Zamanı, zamaneyi anlatırken dahi mekândan, gerçek olan bir gerçeküstülükten, kalbe işleyenden, görünmez ağrıdan yol alıyor Temel Karataş. Nisan öyküsü buna iyi bir örnek. İki kuşağın çatışmasını, yani tam anlamıyla zamanın getirdiklerini ya da götürdüklerini öykülerken bile diyalogla ve hepi topu birkaç cümleyle aktarma ve hissettirme becerisine sahip.
Kemal Tahir’in taşrası
Anadolu’yu ve Anadoluluyu tabansız ve ölçüsüz bir övgüyle anlatır çoğu kez Türkiye edebiyatı. Kemal Tahir bunun akla gelen ilk istisnasıdır. Onun Anadolu’su ve Anadolulusu Göl İnsanları’ndadır. Temel Karataş’ın taşrası da işte bu “reel” taşra. Bir masal Anadolu’su yok onun öyküsünde. Kentin taşrasını da, kırsalı da aynı gerçekçilikle, okura itiraf ettiren, “sahi bu aslında böyledir” dedirten bir samimi gerçekçilik görebiliyoruz öyküsünde. Ki bu son 30-40 yılın öyküde unutulan yanı. Aslında Temel Karataş öyküsü de, ağız tadıyla okunan klasik öykünün yeniden gözler önüne itilen, klasikte daha çok şey var diyen bir öykü. Her kitabında, özellikle son kısımlarda klasikten ve kitap boyunca tanıdığımız üslubundan sıyrılarak okuru şaşırtmayı da başarıyor Temel Karataş. İlginçtir, kitaba adını veren öykü de bu kısımda yer alan bir öykü (Ağrı Eşiği). “Başka” öyküler bunlar. Ağır ve ağrılı.

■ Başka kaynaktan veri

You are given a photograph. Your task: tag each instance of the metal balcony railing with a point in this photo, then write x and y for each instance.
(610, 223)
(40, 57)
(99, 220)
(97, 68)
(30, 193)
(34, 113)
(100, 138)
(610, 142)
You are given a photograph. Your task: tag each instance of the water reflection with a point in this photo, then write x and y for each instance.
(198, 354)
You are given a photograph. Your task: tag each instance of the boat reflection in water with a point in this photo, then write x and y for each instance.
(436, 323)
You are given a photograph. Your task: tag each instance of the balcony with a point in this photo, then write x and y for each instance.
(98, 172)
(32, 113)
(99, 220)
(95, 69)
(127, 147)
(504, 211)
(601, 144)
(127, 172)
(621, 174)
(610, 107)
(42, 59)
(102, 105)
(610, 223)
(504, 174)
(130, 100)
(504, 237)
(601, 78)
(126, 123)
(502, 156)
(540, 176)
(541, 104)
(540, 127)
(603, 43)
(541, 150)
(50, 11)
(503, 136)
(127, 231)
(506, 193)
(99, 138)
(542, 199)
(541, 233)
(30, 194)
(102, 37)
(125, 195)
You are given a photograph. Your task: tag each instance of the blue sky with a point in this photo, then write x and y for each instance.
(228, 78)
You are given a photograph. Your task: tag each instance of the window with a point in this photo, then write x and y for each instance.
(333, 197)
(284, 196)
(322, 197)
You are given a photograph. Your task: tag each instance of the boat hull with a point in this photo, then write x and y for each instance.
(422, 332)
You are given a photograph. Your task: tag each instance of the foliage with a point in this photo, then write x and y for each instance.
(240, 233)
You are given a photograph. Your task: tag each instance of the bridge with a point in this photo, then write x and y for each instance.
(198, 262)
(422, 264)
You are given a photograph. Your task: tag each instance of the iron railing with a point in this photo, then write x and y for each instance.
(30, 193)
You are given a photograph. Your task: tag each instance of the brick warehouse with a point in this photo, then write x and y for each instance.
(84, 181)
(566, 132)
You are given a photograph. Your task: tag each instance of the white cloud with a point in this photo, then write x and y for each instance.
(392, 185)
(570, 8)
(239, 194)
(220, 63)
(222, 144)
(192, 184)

Peki aynı kitapta iki farklı tarzı buluşturmayı neden tercih ediyor? Bütün kitaplarını ele aldığımızda, yazarın metinlerini, öyle yazabildiği için değil, bizzat tercih ettiği için öyle yazdığını görüyoruz. Yani farklı bir dili ve kurguyu (ki bu post-modern olarak da tanımlanabilir) aslında önemsediği ve tercih ettiği klasiğin, diyaloğun altını çizmek için bir belirteç olarak kullanılıyor olsa gerek.
Emek her kitabın teması
Temel Karataş’ın başarıyla aktarabildiği temalardan biri de emek… Ancak çıplak bir ideoloji ile sunulan, fikri yere bassa da ayakları yere basmayan bir anlatı değil bu. Aksine, karakterler öylesine sağlam basıyor ki yere, o mekana gitseniz o karakterle bizzat karşılaşacağınızdan hiç şüpheniz olmuyor! Çünkü ilkokul diploması ile aydın bildirisi gibi tiradlar atan kahramanlar değil bunlar. Her sınıf, her coğrafya, her kültür kendi diliyle aktarıyor aktaracağını. Yazar olanı edebiyat gücüyle aktarmayı tercih ettiğinden, hiçbir kesime torpil yapmıyor!
Fabrika, sokak, dükkânlar, muhitler olduğu gibi, olması gerektiği gibi. Bu gerçek fonu “gerçek” karakterler ve gerçek bir dille dokuyor Temel Karataş. Ağrı hayatın merkezdeki gücü olarak konumlansa da, mizah ve ironi de temeldeki başarısı bu öykünün. Öte yandan yerel ağızlardaki benzerine pek rastlanmayan doğallık da Temel Karataş öyküsünün ayırıcı yanı: “Hele dingildek, oncağam herifin içinde hıllanıp duruyon emme, ilaane gazanını gormüyon! (Ermeni Düğünü)” “Eccük derdimiz va böğün, iznin olusa paşam.” “Bizim bi yiğen varıdı paşam. Elinizden öpee. Ne didik ne ittik adam idemedik. Delaannı olunce bıçağa muçağa, silaha mülaha heves itmiş. (General).”